What is the middle chapter of the Bible?

Psalm 117 is the middle chapter of the Protestant Bible. With 594 chapters before it and 594 chapters after it, it sits at the exact centre of the 1,189-chapter canon. It is also the shortest chapter in the Bible — only two verses — and the verses immediately before and after it (Psalm 118:8 and others) have been the subject of much "Bible numerology" speculation.

The finding

middle chapter of the Bible

The arithmetic

The Protestant Bible contains 1,189 chapters. The exact midpoint — chapter 595 from either direction — is Psalm 117. There are 594 chapters before it (Genesis 1 through Psalm 116) and 594 chapters after it (Psalm 118 through Revelation 22).

Psalm 117 itself

Psalm 117 is also the shortest chapter in the Bible, containing only two verses:

“Praise the LORD, all you nations; extol him, all you peoples. For great is his love toward us, and the faithfulness of the LORD endures forever. Praise the LORD.” (Psalm 117, BSB)

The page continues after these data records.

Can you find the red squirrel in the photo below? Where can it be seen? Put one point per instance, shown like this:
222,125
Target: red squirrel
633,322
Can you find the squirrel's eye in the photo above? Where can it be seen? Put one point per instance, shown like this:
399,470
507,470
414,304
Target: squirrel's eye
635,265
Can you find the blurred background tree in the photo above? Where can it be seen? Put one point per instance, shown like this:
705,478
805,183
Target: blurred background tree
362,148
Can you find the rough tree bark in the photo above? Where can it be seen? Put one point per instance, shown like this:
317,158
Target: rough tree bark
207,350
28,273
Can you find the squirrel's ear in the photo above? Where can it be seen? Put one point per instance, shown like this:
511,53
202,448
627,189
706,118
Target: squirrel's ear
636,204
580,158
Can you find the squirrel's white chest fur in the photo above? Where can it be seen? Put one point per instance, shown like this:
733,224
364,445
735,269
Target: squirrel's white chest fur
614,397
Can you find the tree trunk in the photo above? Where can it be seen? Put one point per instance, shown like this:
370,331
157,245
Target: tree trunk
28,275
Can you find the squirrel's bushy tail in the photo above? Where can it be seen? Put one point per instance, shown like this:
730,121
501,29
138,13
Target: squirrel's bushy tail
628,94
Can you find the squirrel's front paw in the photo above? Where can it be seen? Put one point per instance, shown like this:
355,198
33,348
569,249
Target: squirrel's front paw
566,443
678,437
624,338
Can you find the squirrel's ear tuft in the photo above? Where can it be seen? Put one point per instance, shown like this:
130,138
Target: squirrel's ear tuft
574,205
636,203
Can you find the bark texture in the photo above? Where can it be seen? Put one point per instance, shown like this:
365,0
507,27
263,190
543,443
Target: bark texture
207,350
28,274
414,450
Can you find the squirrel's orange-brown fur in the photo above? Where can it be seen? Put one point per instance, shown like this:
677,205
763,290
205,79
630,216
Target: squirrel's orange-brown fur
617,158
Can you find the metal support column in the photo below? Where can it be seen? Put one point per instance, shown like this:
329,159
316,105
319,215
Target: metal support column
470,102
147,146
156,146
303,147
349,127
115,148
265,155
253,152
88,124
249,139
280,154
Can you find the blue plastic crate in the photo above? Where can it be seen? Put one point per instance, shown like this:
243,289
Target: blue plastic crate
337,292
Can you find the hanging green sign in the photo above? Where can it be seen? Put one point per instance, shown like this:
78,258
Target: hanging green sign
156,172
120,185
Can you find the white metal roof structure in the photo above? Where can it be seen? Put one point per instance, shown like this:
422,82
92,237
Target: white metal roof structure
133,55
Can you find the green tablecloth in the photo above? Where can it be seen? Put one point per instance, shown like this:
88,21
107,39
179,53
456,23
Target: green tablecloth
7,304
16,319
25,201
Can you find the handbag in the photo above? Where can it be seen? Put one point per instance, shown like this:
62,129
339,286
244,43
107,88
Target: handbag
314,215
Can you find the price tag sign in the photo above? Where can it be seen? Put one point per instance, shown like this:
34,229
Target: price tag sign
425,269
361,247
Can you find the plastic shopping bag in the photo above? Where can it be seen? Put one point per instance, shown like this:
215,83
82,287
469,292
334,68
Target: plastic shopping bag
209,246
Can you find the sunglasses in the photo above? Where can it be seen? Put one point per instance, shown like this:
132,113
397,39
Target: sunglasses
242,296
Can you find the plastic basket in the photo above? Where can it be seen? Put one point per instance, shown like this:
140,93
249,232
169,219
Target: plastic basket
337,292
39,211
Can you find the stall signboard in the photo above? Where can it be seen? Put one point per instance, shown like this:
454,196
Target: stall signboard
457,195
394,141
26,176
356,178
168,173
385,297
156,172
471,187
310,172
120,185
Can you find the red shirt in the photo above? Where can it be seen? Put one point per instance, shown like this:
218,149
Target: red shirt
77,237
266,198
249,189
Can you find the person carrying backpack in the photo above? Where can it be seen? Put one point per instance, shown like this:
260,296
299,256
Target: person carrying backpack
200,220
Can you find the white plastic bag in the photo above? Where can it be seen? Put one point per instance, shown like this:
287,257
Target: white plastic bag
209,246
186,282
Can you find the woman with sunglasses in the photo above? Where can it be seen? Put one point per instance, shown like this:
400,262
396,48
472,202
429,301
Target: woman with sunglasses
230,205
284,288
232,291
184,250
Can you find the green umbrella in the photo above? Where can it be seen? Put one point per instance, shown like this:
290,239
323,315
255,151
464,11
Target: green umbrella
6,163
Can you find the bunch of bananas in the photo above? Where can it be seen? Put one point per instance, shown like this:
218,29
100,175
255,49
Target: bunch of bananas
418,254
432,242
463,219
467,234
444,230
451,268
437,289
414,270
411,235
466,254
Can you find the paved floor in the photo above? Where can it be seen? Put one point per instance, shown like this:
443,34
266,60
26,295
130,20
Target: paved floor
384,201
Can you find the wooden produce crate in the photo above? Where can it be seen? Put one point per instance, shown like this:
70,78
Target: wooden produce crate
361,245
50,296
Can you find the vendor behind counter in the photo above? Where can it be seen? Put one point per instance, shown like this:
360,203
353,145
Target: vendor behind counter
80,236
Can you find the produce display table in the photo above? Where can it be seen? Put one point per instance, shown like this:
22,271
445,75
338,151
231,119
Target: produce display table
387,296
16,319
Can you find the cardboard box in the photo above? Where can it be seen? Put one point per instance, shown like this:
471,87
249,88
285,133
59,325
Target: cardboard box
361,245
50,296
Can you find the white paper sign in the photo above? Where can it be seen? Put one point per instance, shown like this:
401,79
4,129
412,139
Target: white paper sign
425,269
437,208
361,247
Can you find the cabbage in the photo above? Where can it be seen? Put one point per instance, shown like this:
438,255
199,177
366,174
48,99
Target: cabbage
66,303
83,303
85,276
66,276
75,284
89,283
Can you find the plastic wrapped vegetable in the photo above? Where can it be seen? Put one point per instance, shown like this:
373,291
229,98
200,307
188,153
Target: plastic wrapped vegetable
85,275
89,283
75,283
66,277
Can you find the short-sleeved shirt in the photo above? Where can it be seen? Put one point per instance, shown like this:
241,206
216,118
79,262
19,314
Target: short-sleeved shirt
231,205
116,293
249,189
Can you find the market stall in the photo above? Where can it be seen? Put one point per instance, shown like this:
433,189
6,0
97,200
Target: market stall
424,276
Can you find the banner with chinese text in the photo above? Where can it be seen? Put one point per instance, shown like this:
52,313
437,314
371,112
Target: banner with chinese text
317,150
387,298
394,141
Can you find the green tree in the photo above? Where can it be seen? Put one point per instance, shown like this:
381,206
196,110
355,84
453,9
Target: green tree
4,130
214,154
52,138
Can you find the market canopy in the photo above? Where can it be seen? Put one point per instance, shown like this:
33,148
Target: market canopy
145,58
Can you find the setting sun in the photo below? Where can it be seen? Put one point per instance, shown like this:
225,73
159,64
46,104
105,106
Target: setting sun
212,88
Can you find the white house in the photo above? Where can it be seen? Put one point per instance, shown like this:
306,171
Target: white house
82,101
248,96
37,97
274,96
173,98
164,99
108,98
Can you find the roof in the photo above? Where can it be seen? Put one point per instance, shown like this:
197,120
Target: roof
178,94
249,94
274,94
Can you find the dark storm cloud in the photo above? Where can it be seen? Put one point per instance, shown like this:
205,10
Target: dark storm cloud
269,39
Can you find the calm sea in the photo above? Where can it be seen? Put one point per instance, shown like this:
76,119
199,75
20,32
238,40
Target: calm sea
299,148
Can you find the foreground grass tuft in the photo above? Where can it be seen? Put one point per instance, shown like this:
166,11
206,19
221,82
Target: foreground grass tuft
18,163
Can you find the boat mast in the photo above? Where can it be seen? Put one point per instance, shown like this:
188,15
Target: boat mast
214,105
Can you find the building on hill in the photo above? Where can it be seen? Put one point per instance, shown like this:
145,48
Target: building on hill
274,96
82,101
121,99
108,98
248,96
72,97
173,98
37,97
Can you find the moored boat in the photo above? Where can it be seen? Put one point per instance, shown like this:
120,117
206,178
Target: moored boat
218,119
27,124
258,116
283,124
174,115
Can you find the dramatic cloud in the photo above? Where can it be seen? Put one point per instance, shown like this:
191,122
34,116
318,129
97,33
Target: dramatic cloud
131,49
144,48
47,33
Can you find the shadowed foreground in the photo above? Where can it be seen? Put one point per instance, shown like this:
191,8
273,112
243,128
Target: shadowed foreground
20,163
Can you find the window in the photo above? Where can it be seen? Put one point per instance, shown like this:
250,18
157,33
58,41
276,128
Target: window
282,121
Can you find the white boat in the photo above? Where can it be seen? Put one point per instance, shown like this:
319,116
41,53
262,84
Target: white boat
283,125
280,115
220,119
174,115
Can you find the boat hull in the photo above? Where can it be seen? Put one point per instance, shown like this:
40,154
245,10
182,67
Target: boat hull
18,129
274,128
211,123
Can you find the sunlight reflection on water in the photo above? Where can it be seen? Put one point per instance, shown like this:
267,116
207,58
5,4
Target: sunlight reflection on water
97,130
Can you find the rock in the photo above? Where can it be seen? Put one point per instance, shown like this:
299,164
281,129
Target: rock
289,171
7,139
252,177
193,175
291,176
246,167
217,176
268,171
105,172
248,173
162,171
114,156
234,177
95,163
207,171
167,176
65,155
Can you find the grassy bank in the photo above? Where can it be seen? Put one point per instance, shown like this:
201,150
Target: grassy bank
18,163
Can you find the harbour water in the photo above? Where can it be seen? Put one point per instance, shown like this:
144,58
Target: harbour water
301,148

In Hebrew, the psalm runs to 17 words (one of the shortest psalms by word count as well). It is universal in scope — addressing all nations and all peoples — and brief in form: an opening call to praise, a stated reason (God’s hesed — steadfast love — and emet — faithfulness), and a closing “Hallelujah.”

The Psalm 118:8 claim

A piece of devotional folklore notes that Psalm 118:8 — “It is better to take refuge in the LORD than to trust in man” — is sometimes said to be the middle verse of the Bible. This claim is not accurate by direct verse-counting (the Bible contains around 31,100 verses, and the midpoint falls elsewhere depending on the count). But the claim is repeated because Psalm 118:8 sits structurally near the centre of the chapter-divided Bible and expresses a memorable thought.

The actual middle verses of the Bible (by verse count) vary by canon and methodology:

  • Counting all 31,102 verses of the KJV, the middle verses are Psalm 103:1-2.
  • Counting verses excluding the apocrypha, results vary.
  • Different counts produce different answers, none of which is decisively “the” middle verse.

The deeper point

The “middle chapter” claim is a piece of structural curiosity — the kind of fact that goes viral on social media and prompts further reflection on the canon as a literary whole. It is not a doctrinal claim or a hidden message. But it is true: Psalm 117 sits at the structural centre of the chapter-divided Bible, and that the shortest chapter is also the one that addresses every nation and people is a small but striking observation.